Most e-commerce stores use an order fulfillment process similar to this:

  1. A new order is received by the cart.
  2. The order is verified and moved to a processing status.
  3. The packing slip is printed and placed in a bin.
  4. The bin and packing slip are handed off for picking.
  5. Order items are crossed off as they are picked and placed in the bin.
  6. The picked order is handed off to a packer, who double-checks the contents for accuracy.
  7. The order is packed and prepared for shipping.
  8. The packed order is handed off to a shipper, who weighs and measures the package.
  9. A shipping label is printed and attached to the package.

While the process seems effective at first glance, there are multiple holes that errors are allowed to slip through. By streamlining the process and shortening the steps to completion, we can eliminate these margins for error.

We have a few goals in mind for an optimized order process:

  1. We want to eliminate the need to move the order from one person to another.
  2. We want to process an order completely from start to finish, with no time spent waiting in a queue with other orders.
  3. We want a more accurate validation method that imposes less strain on the picker.

The first two goals are fairly easy to accomplish – we just need to make slight adjustments so that one person can pick, pack, and then ship an order or batch of orders with no interruption. This will reduce the chance of errors by keeping focus on the order and not leaving it with a group of other pending orders at any point.

The third goal is the more sophisticated problem to solve: what would be the best way to verify order picking accuracy? Striking off items on a paper invoice can be a tedious process, and has a lot of room for error. Ideally, you would want a way to verify the items through an electronic method that is aware of what’s needed to fulfill an order. However, electronic validation usually involves expensive hardware and software that you would only find in giant fulfillment centers.

Order Verification:

Verifying orders electronically doesn’t need to be a complicated or expensive thing to implement. All you really need is a way to scan an item’s barcode and know whether or not that’s the correct item for an order. By taking it a step further and setting up barcodes for your individual orders or bins, you can also confirm that the items are going with the right order and shipping label.

SKUlabs began with that exact idea. We developed a barcode-based order item verification system and started picking orders with 100% accuracy. Our first version involved scanning a packing slip barcode to display the order items on a laptop computer, then scanning the order items to complete the order. The system flashed a green message when the scan was correct, and a red message when it was incorrect. We later switched to an electronic order list to eliminate the need for paper packing slips.

Our testers required minimal training and reported reduced physical and mental strain in the transition away from the old packing slip method. We used control groups to compare orders picked with the new method versus orders picked using the traditional workflow, and found that the new method eliminated picking errors completely.

The Streamlined Workflow:

While a barcode-based picking system can eliminate errors at that phase of the workflow, there are still other steps where mistakes can be made. By extending the electronic system to seamlessly transition from picking to packing and shipping, we can plug the rest of the holes that allow for mistakes.

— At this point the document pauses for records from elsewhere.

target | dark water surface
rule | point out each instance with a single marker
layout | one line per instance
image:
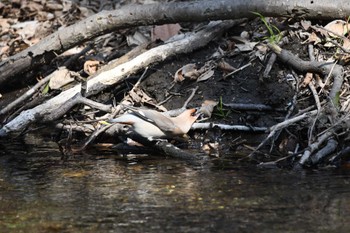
(104, 192)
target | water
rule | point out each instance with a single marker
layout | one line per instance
(105, 192)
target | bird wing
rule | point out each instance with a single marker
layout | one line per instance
(156, 118)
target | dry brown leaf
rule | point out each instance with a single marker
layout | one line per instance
(339, 27)
(188, 71)
(205, 76)
(307, 79)
(61, 77)
(91, 66)
(164, 32)
(305, 24)
(225, 67)
(313, 38)
(346, 43)
(207, 107)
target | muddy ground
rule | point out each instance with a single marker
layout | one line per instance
(246, 86)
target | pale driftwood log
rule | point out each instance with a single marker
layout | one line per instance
(136, 15)
(229, 127)
(59, 105)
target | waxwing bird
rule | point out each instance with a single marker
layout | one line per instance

Packing errors usually come from mixing order bins in a group and packing the wrong bin for the wrong order. The chances of this sort of error occurring can be reduced by moving straight from picking to packing, without setting the order aside or handing it off to someone else.

To help facilitate this, the SKUlabs fulfillment workflow moves directly from picking to packing and shipping, allowing the worker to quickly enter package dimensions, weights, and other parameters from the same interface that they were on previously. We even memorize package size and weight when a specific combination of items is shipped, allowing us to preload those figures automatically when that combination is ordered again.

Our revised workflow now looks something like this:

  1. A new order is received by cart.
  2. The order is verified and moved to a processing status.
  3. An order or batch of orders is selected for picking from the SKUlabs orders list.
  4. Order items are marked as picked as their barcodes are scanned and they are placed in the appropriate bin.
  5. The picked order is packed and prepared for shipping.
  6. The packed order is weighed and measured, and a label is printed and attached to the package.

We’ve now reduced the number of steps, eliminated handoffs and waiting periods, and ensured 100% item accuracy through barcode verification. This workflow will save time and eliminate errors, saving you money every day of the week.